The question obviously rests on "no fee for whom?"

Let us remember that the main actors in the research context are:


   1. the researchers,
   2. publishers and, more generally, those responsible for the four
   publishing functions (registration, certification, dissemination and
   preservation),
   3. the funding agencies,
   4. the general public in all its diverse communities,
   5. the research sites (universities, national labs, etc.) and their
   libraries


Leo - hello, in passing - puts forth a distinction between a no-fee or a
discounted journal.

Clearly, a SCOAP3-style of financial support for journals is


   1. A no-fee solution for researchers
   2. A fee-garnering solution for publishers
   3. Maybe a fee solution for funding agencies
   4. A no-fee solution for the general public
   5. Certainly a fee solution for the research sites that decide to
   contribute and a no-fee solution for the sites that do not contribute (free
   riders)

This said, I do not understand what a "discounted journal" is. What is
discounted? From what base-line?

It is clear that a SCOAP3-style approach to open access, or various forms
of flipping arrangements, all start from the premise that, once researchers
have free access to submitting and free access to reading, all that is
needed is to find a kind of money flow designed to keep publishers happy,
and research sites and their libraries not too unhappy. Of course, open
access was never imagined to solve the financial equilibrium between hapy
publishers and unhappy librarians; it was imagined to make scholarly
communication optimal to improve the research process and the impact of
research results in society. Fitting the latter objectives within a
financial plan may appear "realistic" to some, but it really amounts to
putting the cart before the horse. The right way to go is:

   1. See how to make the scholarly communication system optimal
   2. Scope where the money comes from (libraries, research sites, funding
   agencies)
   3. See how to coordinate the sources of money to achieve 1.

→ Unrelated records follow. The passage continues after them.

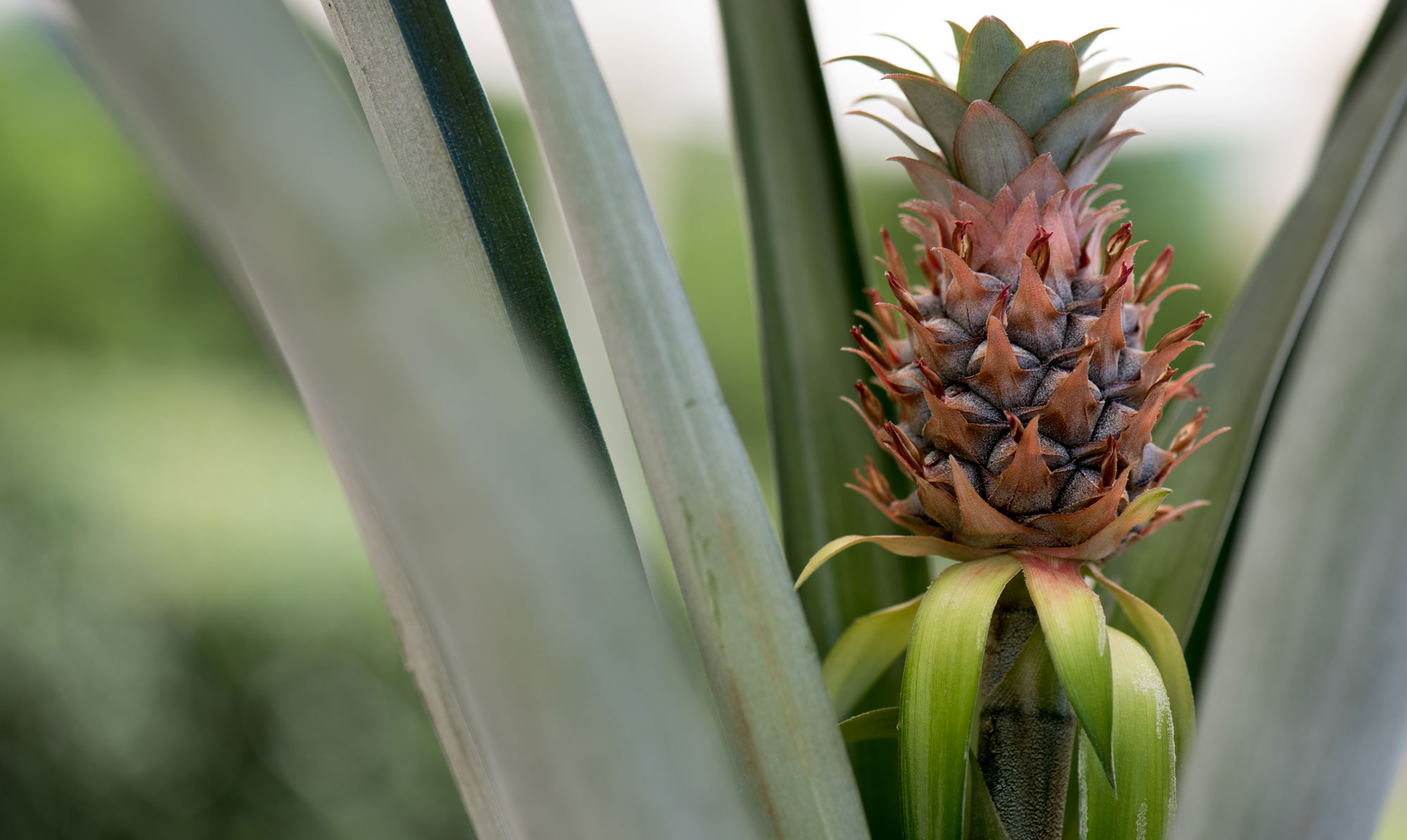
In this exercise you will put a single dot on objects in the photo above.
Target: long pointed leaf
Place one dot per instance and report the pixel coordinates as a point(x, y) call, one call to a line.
point(810, 279)
point(1254, 344)
point(1078, 642)
point(866, 651)
point(939, 700)
point(441, 144)
point(1302, 715)
point(752, 634)
point(580, 723)
point(1126, 78)
point(1145, 756)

In conclusion, the question that should really be broached is whether the
goal of open access must be constrained by the publishers and their
"happiness requirements" (so to speak). Given that the four publishing
functions can be distributed between various actors (for example libraries
alone can register and preserve, and can probably disseminate; research
sites can certainly certify), and given that the money flows from only two
sources - libraries and funding agencies - the only reason why, presently,
the money flows keep on going to legacy publishers is the fact that their
products - journals (not articles, journals) are used to evaluate research
(impact factor and journal rankings). Beside the fact that evaluating
research in this manner is highly problematic (to say the least), the
moneys held by libraries, research sites, and funding agencies might be
better employed if they were pooled to develop new kinds of public
publishing platforms with appropriate tools to carry out evaluations of
research that are sensible.

Redalyc does so in Latin America.
The issue is also alive within the European Commission.

Jean-Claude Guédon


On 2019-06-15 2:27 p.m., LIBLICENSE wrote:

From: <[log in to unmask]>
Date: Fri, 14 Jun 2019 13:37:44 +0200

What is a no-fee journal?



Spontaneously, I would have answered: an OA journal which does not charge
publication fees. Further consideration might be needed, however, as DOAJ
and QOAM come to different conclusions with respect to a number of
journals. For example, the Elsevier journals 1873-2445 and 1873-1562 or the
Springer journals 1029-8479 and 1434-6052 do not charge authors because
libraries have paid the bill as members of the SCOAP3 project. But does
that make these journals ‘no-fee’ as DOAJ seems to conclude, or are they
just ‘discounted journals’ as QOAM claims? The outcome may have relevance
to the wider Plan S debate as well.



I would appreciate if the community could shed some light on this.